A exposição no MCB, com 15 obras, exemplificou as diversas tipologias trabalhadas pelo designer entre bancos, cadeiras, chaise-longue, ofurô, mesas de vários tamanhos, além de esculturas. Com esta mostra, França e o MCB pretendiam colocar em questão também o destino das árvores que caem ou são cortadas na cidade de São Paulo.
“Hoje na cidade temos três mil árvores condenadas. Quando uma delas cai ou é retirada, seu tronco é picotado e jogado no lixo. Por que não podemos aproveitar essa matéria-prima?”, pergunta ele, que gostaria de colocar seu conhecimento sobre este aproveitamento a serviço da cidade, na criação de um mobiliário urbano para os parques públicos. Este seu projeto inclui ainda a criação de oficinas para jovens artesãos.
Nascido em Porto Alegre, em 1954, França começou seu ofício no sul da Bahia, onde viveu muitos anos. Ali observou as canoas dos índios pataxós e aprendeu com eles a usar o pequi (Caryocar brasiliense), madeira pouquíssimo utilizada em outros lugares. “Originário da Mata Atlântica, o pequi tem uma oleosidade natural tão intensa que ela se auto-impermeabiliza (daí seu uso em canoas) e que impede que ela seja destruída nas queimadas. Podem-se encontrar árvores queimadas há mais de 40 anos, já mortas, mas que ainda estão em pé. Só uma crostinha superficial fica queimada”, explicou o designer.
Texto de abertura da crítica de design Adélia Borges “As peças de Hugo França exercem uma espécie de magnetismo nas pessoas. Elas induzem o olhar, o toque, a proximidade do corpo. Continente seguro e sólido, nos convidam a nos aninharmos nelas. Acho que essa atração ocorre porque elas trazem em si a força da natureza, e assim comunicam-se com algo de primordial, de ancestral dentro de nós. Se são brutalistas, pesadas, ao mesmo tempo trazem um toque de suavidade, de gentileza. Pois é gentil o trabalho do designer frente às toras e raízes de árvores caídas ou pedaços de canoas que encontra: ele “apenas” esculpe a madeira, encontra em cada pedaço a forma que aquele pedaço quer ter (ou sugere). Assim, não descaracteriza a matéria, não faz contorcionismos com ela; limita-se à intervenção mínima suficiente para dar-lhe uma nova vida, como móvel ou como escultura.

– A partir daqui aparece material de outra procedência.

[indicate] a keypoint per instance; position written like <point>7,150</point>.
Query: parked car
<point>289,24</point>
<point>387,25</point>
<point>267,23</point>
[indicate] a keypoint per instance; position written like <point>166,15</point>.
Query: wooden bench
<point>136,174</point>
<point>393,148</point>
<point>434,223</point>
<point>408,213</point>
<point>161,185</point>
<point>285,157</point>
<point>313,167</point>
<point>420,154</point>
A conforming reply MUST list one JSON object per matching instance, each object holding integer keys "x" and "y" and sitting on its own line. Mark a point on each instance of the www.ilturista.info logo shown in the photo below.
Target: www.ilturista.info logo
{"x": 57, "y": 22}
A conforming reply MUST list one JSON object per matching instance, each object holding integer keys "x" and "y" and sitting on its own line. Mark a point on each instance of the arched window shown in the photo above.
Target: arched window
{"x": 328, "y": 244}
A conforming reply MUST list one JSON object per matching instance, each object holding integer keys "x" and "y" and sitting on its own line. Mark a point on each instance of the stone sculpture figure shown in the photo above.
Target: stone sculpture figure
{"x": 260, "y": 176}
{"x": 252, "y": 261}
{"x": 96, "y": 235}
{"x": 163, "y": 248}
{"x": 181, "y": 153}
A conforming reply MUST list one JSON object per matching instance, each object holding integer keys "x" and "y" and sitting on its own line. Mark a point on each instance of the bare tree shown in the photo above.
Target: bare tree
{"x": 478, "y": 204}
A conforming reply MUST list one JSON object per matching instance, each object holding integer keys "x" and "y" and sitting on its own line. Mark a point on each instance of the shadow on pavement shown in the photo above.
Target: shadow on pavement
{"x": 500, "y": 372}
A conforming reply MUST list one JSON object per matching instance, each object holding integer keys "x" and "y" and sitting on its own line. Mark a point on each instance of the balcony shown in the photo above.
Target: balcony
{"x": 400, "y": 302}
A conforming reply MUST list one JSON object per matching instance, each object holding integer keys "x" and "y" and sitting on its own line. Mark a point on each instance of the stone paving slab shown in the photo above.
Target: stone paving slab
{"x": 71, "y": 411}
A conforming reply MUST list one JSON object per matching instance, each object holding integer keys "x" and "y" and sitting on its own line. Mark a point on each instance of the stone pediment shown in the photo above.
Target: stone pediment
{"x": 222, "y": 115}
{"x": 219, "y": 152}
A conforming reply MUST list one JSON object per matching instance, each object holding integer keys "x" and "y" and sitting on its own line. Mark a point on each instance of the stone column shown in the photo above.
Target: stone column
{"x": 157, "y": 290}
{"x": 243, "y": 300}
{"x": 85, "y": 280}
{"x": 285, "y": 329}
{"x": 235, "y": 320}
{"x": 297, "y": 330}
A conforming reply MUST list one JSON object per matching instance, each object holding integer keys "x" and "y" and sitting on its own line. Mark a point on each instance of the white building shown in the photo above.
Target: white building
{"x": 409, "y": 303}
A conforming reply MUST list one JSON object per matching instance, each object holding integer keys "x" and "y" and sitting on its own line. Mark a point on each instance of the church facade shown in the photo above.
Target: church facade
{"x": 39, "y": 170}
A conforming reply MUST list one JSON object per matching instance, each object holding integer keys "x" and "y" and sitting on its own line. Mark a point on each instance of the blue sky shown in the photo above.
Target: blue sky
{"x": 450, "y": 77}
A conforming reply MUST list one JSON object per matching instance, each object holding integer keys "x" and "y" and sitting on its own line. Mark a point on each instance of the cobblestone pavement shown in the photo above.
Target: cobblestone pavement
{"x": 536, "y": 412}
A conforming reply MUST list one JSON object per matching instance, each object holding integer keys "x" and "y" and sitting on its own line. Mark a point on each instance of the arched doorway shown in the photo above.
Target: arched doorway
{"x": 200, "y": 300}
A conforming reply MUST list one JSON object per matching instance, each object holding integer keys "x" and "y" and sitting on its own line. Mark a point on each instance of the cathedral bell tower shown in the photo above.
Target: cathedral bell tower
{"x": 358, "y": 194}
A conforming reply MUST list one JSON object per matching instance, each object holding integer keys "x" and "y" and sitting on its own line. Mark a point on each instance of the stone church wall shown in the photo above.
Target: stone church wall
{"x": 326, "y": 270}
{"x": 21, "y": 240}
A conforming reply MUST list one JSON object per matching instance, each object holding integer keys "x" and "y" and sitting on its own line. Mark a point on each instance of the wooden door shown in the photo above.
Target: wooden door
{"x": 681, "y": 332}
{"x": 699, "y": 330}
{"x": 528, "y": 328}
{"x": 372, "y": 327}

Hugo trabalha na mesma linhagem dos grandes mestres Zanine Caldas e Franz Krajcberg, e deve sua iniciação aos índios pataxós, do sul da Bahia. Segue, portanto, uma trilha antiga, que com sua atuação ele ajuda a alargar para chamar as novas gerações a seguirem fazendo um uso reverencial desta matéria-prima tão caracteristicamente brasileira.”